Farklı din ve kültür merkezleri ile çevrili olan Güneydoğu Asya’da bulunan Açe, İslam
dünyasının diğer yerlerinden ayrı bir yapı arzetmektedir.
27 Ekim 2005 (Yeni Şafak)
MEHMET ÖZAY / AÇE
İslam dünyasının başka yörelerinde rastlanması mümkün olmayan, sadece Açe’ye özgü bir gelenek var. Halk Ramazan ayına daha girmeden iki gün önce aileleri ile ya da yaşadıkları köylerdeki insanlarla biraraya gelerek kurban kesiyor. ‘Meugang’ olarak adlandırılan bu gelenek aynı zamanda, Ramazan Bayramı öncesinde de gerçekleştiriliyor. ‘Şirbu’ denilen et yemeği büyük kazanlarda pişirilir ve yanında pilav ile büyük topluluklara ikram ediliyor. Kırsal yerlerde köy halkı yiyeceklerini camiye getirerek orada bütün köy halkı ile paylaşılıyor. Böylece Ramazan öncesinde birlik ve beraberlik ruhunun yaşanması bu şekilde gerçekleştiriliyor. Ramazan yemekleri arasında ‘kanji’, ‘buromrom’ ve ‘srikaya’yı da saymak mümkün. Ayrıca, ‘şurup’ Ramazan mönüsünün vazgeçilmez bir içeceğidir.

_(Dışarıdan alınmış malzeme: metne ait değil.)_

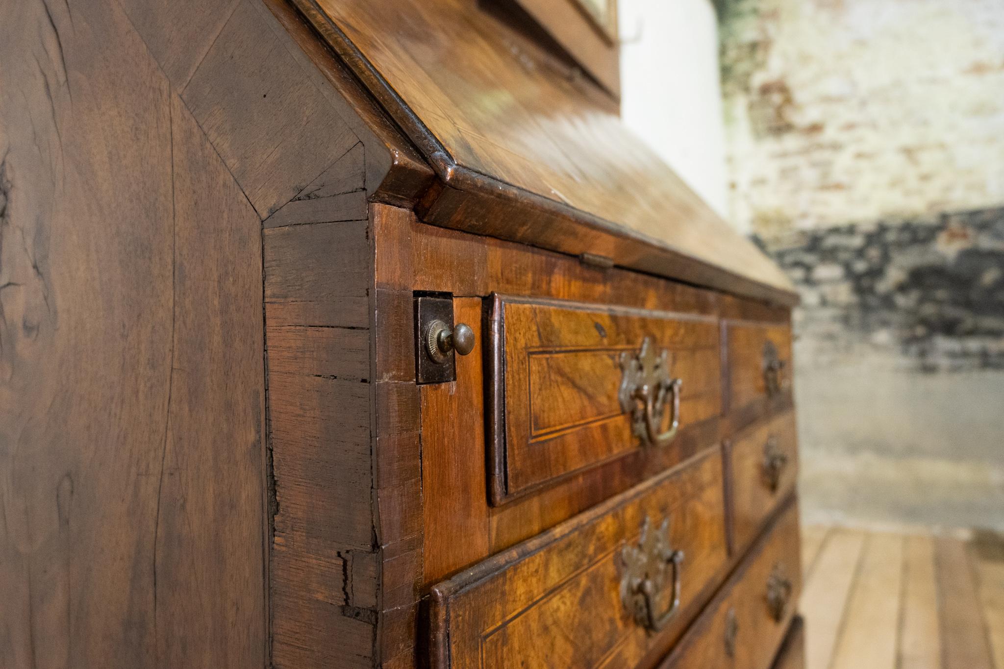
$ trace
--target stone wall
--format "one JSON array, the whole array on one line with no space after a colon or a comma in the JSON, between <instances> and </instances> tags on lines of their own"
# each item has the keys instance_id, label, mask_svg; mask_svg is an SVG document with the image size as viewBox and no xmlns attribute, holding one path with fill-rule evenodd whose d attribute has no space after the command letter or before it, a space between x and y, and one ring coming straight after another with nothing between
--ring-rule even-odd
<instances>
[{"instance_id":1,"label":"stone wall","mask_svg":"<svg viewBox=\"0 0 1004 669\"><path fill-rule=\"evenodd\" d=\"M718 9L733 220L803 300L805 514L1004 528L1004 2Z\"/></svg>"}]
</instances>

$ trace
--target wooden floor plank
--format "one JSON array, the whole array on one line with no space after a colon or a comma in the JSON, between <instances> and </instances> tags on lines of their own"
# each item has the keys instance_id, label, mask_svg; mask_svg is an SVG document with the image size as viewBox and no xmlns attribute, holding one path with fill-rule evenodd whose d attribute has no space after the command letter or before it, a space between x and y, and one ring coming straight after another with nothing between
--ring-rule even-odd
<instances>
[{"instance_id":1,"label":"wooden floor plank","mask_svg":"<svg viewBox=\"0 0 1004 669\"><path fill-rule=\"evenodd\" d=\"M831 669L895 669L903 586L901 535L868 537Z\"/></svg>"},{"instance_id":2,"label":"wooden floor plank","mask_svg":"<svg viewBox=\"0 0 1004 669\"><path fill-rule=\"evenodd\" d=\"M907 538L904 579L899 669L939 669L941 636L933 538Z\"/></svg>"},{"instance_id":3,"label":"wooden floor plank","mask_svg":"<svg viewBox=\"0 0 1004 669\"><path fill-rule=\"evenodd\" d=\"M939 621L944 669L993 669L973 565L966 545L955 539L935 542Z\"/></svg>"},{"instance_id":4,"label":"wooden floor plank","mask_svg":"<svg viewBox=\"0 0 1004 669\"><path fill-rule=\"evenodd\" d=\"M829 532L830 528L822 525L807 525L802 528L802 571L805 579L812 574L812 566L819 557L819 550Z\"/></svg>"},{"instance_id":5,"label":"wooden floor plank","mask_svg":"<svg viewBox=\"0 0 1004 669\"><path fill-rule=\"evenodd\" d=\"M801 610L805 618L807 669L829 667L864 538L862 532L833 530L805 582Z\"/></svg>"},{"instance_id":6,"label":"wooden floor plank","mask_svg":"<svg viewBox=\"0 0 1004 669\"><path fill-rule=\"evenodd\" d=\"M1004 537L978 536L972 545L980 605L996 669L1004 669Z\"/></svg>"}]
</instances>

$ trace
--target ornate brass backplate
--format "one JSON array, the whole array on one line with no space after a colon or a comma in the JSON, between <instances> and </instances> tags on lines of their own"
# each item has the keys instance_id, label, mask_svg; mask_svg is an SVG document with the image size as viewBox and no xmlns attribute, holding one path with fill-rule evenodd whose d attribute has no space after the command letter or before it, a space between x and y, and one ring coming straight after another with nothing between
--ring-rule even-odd
<instances>
[{"instance_id":1,"label":"ornate brass backplate","mask_svg":"<svg viewBox=\"0 0 1004 669\"><path fill-rule=\"evenodd\" d=\"M771 492L777 492L787 463L788 454L777 444L777 437L768 437L763 444L763 480Z\"/></svg>"},{"instance_id":2,"label":"ornate brass backplate","mask_svg":"<svg viewBox=\"0 0 1004 669\"><path fill-rule=\"evenodd\" d=\"M680 427L680 386L682 379L670 375L670 352L656 354L652 337L642 341L638 353L620 354L620 389L617 399L622 411L632 413L632 431L643 444L669 443ZM666 405L671 406L670 426L660 431Z\"/></svg>"},{"instance_id":3,"label":"ornate brass backplate","mask_svg":"<svg viewBox=\"0 0 1004 669\"><path fill-rule=\"evenodd\" d=\"M653 530L646 516L638 544L624 546L620 560L620 601L639 625L658 632L680 608L680 564L684 554L670 545L670 520ZM667 599L669 604L660 606Z\"/></svg>"},{"instance_id":4,"label":"ornate brass backplate","mask_svg":"<svg viewBox=\"0 0 1004 669\"><path fill-rule=\"evenodd\" d=\"M784 619L784 611L788 607L788 600L791 599L791 580L785 575L784 566L780 563L774 565L770 576L767 578L767 609L771 618L775 622Z\"/></svg>"},{"instance_id":5,"label":"ornate brass backplate","mask_svg":"<svg viewBox=\"0 0 1004 669\"><path fill-rule=\"evenodd\" d=\"M769 339L763 343L763 383L767 395L773 397L783 390L783 370L787 363L781 360L777 346Z\"/></svg>"}]
</instances>

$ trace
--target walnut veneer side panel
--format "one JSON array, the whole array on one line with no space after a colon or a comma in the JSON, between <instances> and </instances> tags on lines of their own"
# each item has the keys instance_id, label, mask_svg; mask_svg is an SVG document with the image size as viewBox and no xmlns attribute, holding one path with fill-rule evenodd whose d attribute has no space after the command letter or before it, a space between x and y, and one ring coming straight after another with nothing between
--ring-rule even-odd
<instances>
[{"instance_id":1,"label":"walnut veneer side panel","mask_svg":"<svg viewBox=\"0 0 1004 669\"><path fill-rule=\"evenodd\" d=\"M129 5L0 21L0 665L261 667L261 223Z\"/></svg>"}]
</instances>

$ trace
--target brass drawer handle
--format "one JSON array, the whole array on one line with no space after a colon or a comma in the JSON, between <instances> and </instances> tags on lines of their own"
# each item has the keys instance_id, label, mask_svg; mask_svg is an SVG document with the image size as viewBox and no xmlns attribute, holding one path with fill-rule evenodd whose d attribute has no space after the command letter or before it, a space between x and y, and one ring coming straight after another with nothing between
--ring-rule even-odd
<instances>
[{"instance_id":1,"label":"brass drawer handle","mask_svg":"<svg viewBox=\"0 0 1004 669\"><path fill-rule=\"evenodd\" d=\"M787 464L788 454L777 444L777 437L769 437L763 444L763 480L771 492L777 492Z\"/></svg>"},{"instance_id":2,"label":"brass drawer handle","mask_svg":"<svg viewBox=\"0 0 1004 669\"><path fill-rule=\"evenodd\" d=\"M781 564L774 565L767 578L767 610L774 622L779 623L784 619L791 592L791 580L785 576L784 567Z\"/></svg>"},{"instance_id":3,"label":"brass drawer handle","mask_svg":"<svg viewBox=\"0 0 1004 669\"><path fill-rule=\"evenodd\" d=\"M652 337L642 341L638 353L620 354L620 410L632 412L632 431L643 444L662 446L673 440L680 428L680 386L682 379L670 375L670 352L656 354ZM669 404L670 426L660 432L663 414Z\"/></svg>"},{"instance_id":4,"label":"brass drawer handle","mask_svg":"<svg viewBox=\"0 0 1004 669\"><path fill-rule=\"evenodd\" d=\"M783 371L787 364L781 360L774 342L768 339L763 343L763 383L768 397L773 397L784 388Z\"/></svg>"},{"instance_id":5,"label":"brass drawer handle","mask_svg":"<svg viewBox=\"0 0 1004 669\"><path fill-rule=\"evenodd\" d=\"M670 520L652 530L649 517L642 523L638 545L620 550L623 575L620 578L620 601L635 621L650 632L659 632L680 609L680 564L683 551L670 546ZM662 613L657 613L660 594L672 581L672 600Z\"/></svg>"}]
</instances>

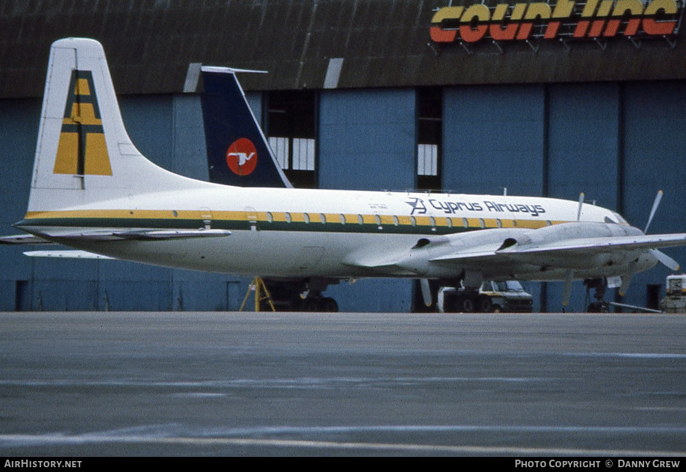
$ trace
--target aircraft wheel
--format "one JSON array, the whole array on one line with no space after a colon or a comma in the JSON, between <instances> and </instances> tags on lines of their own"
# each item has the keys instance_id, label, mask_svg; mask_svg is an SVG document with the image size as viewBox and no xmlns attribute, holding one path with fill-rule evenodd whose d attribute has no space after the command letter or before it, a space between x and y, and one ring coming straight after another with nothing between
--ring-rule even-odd
<instances>
[{"instance_id":1,"label":"aircraft wheel","mask_svg":"<svg viewBox=\"0 0 686 472\"><path fill-rule=\"evenodd\" d=\"M595 301L589 305L586 312L587 313L609 313L610 304L606 301Z\"/></svg>"},{"instance_id":2,"label":"aircraft wheel","mask_svg":"<svg viewBox=\"0 0 686 472\"><path fill-rule=\"evenodd\" d=\"M320 311L335 313L338 311L338 303L331 297L324 297L319 301Z\"/></svg>"},{"instance_id":3,"label":"aircraft wheel","mask_svg":"<svg viewBox=\"0 0 686 472\"><path fill-rule=\"evenodd\" d=\"M484 313L490 313L493 310L493 303L490 302L490 299L484 297L479 300L479 310Z\"/></svg>"},{"instance_id":4,"label":"aircraft wheel","mask_svg":"<svg viewBox=\"0 0 686 472\"><path fill-rule=\"evenodd\" d=\"M317 312L319 311L319 303L318 300L313 298L307 297L303 301L303 304L301 307L303 311L304 312Z\"/></svg>"},{"instance_id":5,"label":"aircraft wheel","mask_svg":"<svg viewBox=\"0 0 686 472\"><path fill-rule=\"evenodd\" d=\"M460 297L456 304L458 311L463 313L471 313L474 311L474 299L471 297Z\"/></svg>"}]
</instances>

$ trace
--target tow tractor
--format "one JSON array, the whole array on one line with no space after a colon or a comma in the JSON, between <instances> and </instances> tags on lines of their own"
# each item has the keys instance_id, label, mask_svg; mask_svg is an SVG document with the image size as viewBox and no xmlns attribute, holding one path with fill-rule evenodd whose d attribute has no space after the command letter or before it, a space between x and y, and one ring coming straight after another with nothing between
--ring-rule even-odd
<instances>
[{"instance_id":1,"label":"tow tractor","mask_svg":"<svg viewBox=\"0 0 686 472\"><path fill-rule=\"evenodd\" d=\"M477 293L463 287L442 287L438 290L438 308L441 313L461 312L530 313L534 297L515 280L493 282L481 284Z\"/></svg>"},{"instance_id":2,"label":"tow tractor","mask_svg":"<svg viewBox=\"0 0 686 472\"><path fill-rule=\"evenodd\" d=\"M667 276L667 296L660 308L665 313L686 313L686 274Z\"/></svg>"}]
</instances>

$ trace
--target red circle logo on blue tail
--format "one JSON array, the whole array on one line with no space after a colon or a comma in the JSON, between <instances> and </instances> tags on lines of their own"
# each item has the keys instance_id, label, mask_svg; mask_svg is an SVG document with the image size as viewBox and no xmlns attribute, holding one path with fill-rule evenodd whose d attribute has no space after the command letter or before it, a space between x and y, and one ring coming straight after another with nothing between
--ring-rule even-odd
<instances>
[{"instance_id":1,"label":"red circle logo on blue tail","mask_svg":"<svg viewBox=\"0 0 686 472\"><path fill-rule=\"evenodd\" d=\"M257 166L257 149L252 141L239 138L226 150L226 164L237 175L248 175Z\"/></svg>"}]
</instances>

Bu sene de tsunami felâketinden etkilenmelerine rağmen, insanlar bir şekilde bu geleneklerini sürdürüyorlar. Hayvan kesemeyenler ise kasaplardan aldıkları etle aile bireylerini bu gelenekten mahrum etmemeye çalışıyorlar. Şehirlerin görünür yerlerine “Merhaban Ya Ramadhan” yazılı pankartlar asılarak kamusal alanda halkın Ramazan’ı kutlanıyor.
İftar heyecanı
Gün boyu açık lokanta bulmak zor. Aslında Açe’de lokanta kavramı biraz farklı. Ramazan ayı dışında da görülen ancak de Ramazan’la birlikte sayıları artan, yol kenarlarında kurulan, büfe denilebilecek, önünde masa sandalye konulan açık mekânlarda insanlar iftarlarını açabildikleri gibi, buradan aldıkları yiyecekleri evlerine de götürebilmektedirler.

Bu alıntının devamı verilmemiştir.